LONDON-The World Health Organization (WHO) has informed the emergence of a new variant of the SARS-CoV-2 virus, XE recombinant, in the United Kingdom, possibly with a higher transmission rate.
In its weekly epidemiological update, the WHO said the recombinant was detected in the United Kingdom on January 19, and since then, more than 600 sequences have been reported and confirmed.
It added: “Early-day estimates indicate a community growth rate advantage of about 10% compared to BA.2. However, this finding requires further confirmation.”
The U.K. Health Security Agency (UKHSA), which tracks SARS-CoV-2 variants, analyzed three recombinants, known as X.F., XE, and X.D. It explained that, of these, X.D. and X.F. are recombinants of Delta and Omicron BA.1, while XE is a recombinant of Omicron BA.1 and BA.2.
A recombinant variant occurs when an individual becomes infected with two or more variants simultaneously, leading to a mixing of genetic material in the human body.
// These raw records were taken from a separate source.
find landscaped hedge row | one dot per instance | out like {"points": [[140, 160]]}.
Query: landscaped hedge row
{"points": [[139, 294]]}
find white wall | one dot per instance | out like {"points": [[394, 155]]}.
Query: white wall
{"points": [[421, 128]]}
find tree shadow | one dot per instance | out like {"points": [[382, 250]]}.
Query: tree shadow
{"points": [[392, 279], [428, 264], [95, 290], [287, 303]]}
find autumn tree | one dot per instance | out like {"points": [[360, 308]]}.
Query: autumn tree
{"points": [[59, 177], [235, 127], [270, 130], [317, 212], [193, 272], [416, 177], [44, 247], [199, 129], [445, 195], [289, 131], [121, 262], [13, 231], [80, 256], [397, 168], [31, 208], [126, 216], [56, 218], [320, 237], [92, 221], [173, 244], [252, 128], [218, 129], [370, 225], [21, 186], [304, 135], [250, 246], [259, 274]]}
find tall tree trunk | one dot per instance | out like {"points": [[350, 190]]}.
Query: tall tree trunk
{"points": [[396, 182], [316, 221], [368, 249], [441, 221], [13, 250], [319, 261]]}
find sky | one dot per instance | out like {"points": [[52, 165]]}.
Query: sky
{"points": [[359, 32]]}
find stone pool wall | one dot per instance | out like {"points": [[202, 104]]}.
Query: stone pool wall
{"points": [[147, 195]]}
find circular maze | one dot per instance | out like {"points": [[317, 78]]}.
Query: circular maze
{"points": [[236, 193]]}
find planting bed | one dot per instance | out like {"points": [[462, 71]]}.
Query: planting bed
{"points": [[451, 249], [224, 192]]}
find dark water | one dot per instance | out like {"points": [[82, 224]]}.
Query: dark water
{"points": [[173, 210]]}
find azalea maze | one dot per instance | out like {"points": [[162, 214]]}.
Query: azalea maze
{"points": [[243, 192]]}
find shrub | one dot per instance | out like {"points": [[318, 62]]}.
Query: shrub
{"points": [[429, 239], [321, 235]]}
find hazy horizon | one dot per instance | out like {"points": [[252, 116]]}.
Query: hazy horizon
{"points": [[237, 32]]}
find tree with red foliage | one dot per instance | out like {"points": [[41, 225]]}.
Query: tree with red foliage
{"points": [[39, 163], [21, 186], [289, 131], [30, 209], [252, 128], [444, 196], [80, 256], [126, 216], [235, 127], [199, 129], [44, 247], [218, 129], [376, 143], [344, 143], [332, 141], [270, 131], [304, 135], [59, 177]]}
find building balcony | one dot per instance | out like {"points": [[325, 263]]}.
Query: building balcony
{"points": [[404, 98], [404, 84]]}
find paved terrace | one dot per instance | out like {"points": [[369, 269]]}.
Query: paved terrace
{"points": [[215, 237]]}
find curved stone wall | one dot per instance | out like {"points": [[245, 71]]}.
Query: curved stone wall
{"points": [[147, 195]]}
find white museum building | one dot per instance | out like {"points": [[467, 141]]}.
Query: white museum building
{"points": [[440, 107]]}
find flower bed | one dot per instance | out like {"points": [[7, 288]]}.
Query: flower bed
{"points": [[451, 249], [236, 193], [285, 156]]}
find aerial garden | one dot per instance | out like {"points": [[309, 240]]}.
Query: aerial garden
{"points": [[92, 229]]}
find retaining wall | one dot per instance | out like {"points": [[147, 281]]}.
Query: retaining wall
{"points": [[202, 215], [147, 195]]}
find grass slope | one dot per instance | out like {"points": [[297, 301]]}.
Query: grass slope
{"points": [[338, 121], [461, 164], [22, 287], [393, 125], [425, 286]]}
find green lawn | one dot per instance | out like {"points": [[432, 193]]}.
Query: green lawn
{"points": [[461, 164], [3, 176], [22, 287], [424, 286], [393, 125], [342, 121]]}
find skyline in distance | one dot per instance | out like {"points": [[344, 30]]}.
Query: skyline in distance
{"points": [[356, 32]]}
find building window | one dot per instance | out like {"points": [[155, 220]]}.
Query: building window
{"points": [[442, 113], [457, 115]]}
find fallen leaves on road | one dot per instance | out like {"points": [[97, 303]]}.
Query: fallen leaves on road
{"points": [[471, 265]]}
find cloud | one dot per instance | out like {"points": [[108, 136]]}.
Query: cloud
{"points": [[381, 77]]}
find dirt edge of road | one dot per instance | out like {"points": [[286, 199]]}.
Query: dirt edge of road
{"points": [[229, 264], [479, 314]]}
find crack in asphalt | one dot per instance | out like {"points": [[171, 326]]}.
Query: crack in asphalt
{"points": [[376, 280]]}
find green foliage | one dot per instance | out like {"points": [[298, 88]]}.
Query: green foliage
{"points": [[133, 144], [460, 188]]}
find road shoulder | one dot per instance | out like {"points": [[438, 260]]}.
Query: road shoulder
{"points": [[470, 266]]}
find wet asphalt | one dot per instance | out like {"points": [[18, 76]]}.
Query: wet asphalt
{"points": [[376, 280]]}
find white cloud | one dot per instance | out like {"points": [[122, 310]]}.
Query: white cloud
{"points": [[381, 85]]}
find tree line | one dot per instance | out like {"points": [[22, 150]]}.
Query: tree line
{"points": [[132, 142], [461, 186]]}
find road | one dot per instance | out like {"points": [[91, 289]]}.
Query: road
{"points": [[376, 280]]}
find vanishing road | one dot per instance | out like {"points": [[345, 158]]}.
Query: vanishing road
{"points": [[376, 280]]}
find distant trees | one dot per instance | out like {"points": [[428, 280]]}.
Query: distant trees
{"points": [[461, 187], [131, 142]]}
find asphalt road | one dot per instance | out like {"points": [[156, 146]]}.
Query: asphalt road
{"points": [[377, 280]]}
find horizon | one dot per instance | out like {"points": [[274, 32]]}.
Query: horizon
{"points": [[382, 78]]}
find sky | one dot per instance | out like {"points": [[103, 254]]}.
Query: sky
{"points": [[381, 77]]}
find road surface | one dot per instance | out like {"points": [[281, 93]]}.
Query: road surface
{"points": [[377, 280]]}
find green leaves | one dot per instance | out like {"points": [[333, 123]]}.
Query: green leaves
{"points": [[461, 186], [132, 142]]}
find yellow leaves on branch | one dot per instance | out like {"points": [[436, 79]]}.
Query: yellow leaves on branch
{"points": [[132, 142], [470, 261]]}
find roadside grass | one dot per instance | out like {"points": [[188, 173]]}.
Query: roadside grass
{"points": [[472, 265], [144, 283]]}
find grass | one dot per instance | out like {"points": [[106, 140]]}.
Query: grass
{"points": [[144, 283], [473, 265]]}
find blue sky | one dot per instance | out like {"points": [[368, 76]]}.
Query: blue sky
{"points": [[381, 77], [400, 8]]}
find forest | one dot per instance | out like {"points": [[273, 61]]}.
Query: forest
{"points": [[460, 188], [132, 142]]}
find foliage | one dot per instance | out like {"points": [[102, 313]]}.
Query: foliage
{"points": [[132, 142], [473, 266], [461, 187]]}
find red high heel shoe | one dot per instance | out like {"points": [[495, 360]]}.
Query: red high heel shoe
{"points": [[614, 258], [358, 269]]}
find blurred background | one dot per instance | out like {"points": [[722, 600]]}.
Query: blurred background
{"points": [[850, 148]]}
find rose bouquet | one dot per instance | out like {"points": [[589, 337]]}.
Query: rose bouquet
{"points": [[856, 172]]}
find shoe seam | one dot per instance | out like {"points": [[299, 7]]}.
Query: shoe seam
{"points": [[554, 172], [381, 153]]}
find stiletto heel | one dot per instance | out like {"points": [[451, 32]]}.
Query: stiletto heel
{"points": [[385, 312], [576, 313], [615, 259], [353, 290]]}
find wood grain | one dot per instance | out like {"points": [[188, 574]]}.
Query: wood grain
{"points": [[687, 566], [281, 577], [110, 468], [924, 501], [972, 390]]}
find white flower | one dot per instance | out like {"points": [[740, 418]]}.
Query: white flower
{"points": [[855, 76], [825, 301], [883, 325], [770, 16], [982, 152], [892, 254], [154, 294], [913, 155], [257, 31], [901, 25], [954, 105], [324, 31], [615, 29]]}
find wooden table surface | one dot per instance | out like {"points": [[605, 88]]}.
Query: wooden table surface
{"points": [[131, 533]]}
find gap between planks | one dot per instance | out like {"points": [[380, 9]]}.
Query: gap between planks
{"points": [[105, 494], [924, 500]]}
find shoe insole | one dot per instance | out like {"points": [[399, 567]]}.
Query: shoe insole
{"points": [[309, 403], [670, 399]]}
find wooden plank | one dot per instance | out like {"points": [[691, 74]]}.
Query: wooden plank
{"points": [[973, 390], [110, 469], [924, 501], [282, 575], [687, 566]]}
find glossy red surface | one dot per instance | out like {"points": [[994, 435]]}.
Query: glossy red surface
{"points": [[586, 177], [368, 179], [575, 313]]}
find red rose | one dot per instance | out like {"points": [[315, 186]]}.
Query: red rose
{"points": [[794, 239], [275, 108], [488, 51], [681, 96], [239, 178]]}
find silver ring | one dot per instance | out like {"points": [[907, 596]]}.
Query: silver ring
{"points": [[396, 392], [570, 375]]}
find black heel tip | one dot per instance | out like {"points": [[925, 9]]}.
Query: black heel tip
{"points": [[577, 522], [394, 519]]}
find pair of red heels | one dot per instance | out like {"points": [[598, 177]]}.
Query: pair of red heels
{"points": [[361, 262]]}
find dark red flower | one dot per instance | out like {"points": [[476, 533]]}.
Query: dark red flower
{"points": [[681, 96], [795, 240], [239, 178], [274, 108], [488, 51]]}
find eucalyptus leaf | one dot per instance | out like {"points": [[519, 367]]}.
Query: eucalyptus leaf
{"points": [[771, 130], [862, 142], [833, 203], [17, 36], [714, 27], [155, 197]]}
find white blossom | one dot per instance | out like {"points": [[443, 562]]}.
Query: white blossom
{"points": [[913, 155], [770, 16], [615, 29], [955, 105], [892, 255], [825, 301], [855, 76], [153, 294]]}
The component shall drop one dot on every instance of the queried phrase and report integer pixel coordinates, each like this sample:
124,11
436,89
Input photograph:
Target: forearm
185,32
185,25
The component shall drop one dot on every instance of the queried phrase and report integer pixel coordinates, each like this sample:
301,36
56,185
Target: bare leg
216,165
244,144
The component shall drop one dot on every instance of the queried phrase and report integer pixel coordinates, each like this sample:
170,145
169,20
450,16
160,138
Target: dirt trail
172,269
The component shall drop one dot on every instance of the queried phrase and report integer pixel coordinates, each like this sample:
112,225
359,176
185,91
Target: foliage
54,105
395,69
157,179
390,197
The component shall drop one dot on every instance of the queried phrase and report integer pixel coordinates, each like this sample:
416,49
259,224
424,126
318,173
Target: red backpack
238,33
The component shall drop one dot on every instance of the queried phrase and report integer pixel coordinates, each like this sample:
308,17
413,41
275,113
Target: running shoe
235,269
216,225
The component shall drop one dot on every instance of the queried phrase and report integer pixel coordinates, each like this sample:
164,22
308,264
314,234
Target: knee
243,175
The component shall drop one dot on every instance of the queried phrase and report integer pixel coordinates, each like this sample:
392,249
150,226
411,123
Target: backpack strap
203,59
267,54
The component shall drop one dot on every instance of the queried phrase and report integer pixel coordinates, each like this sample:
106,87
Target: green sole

Several such recombinants have emerged in the past during the pandemic.
The UKHSA has stated that only 38 cases of X.F. have been identified, though none since mid-February.
The evidence of community transmission within the U.K. X.D. has not been identified in the U.K., though 49 cases have been reported to global databases.
However, 637 cases of XE have been confirmed in the U.K. so far. “The earliest of these has a sampling date of January 19, 2022. The agency said that there is currently inadequate evidence to draw conclusions about such development benefits or other properties,” the agency said.
However, all the recombinants are being tracked closely, it added.
The WHO also said that until further confirmation on the community growth rate emerges, “XE continues to belong to the Omicron variant until significant differences in transmission and disease characteristics, including severity, may be reported.”
It has also closely monitored and assessed the public health risk associated with the recombinant variants.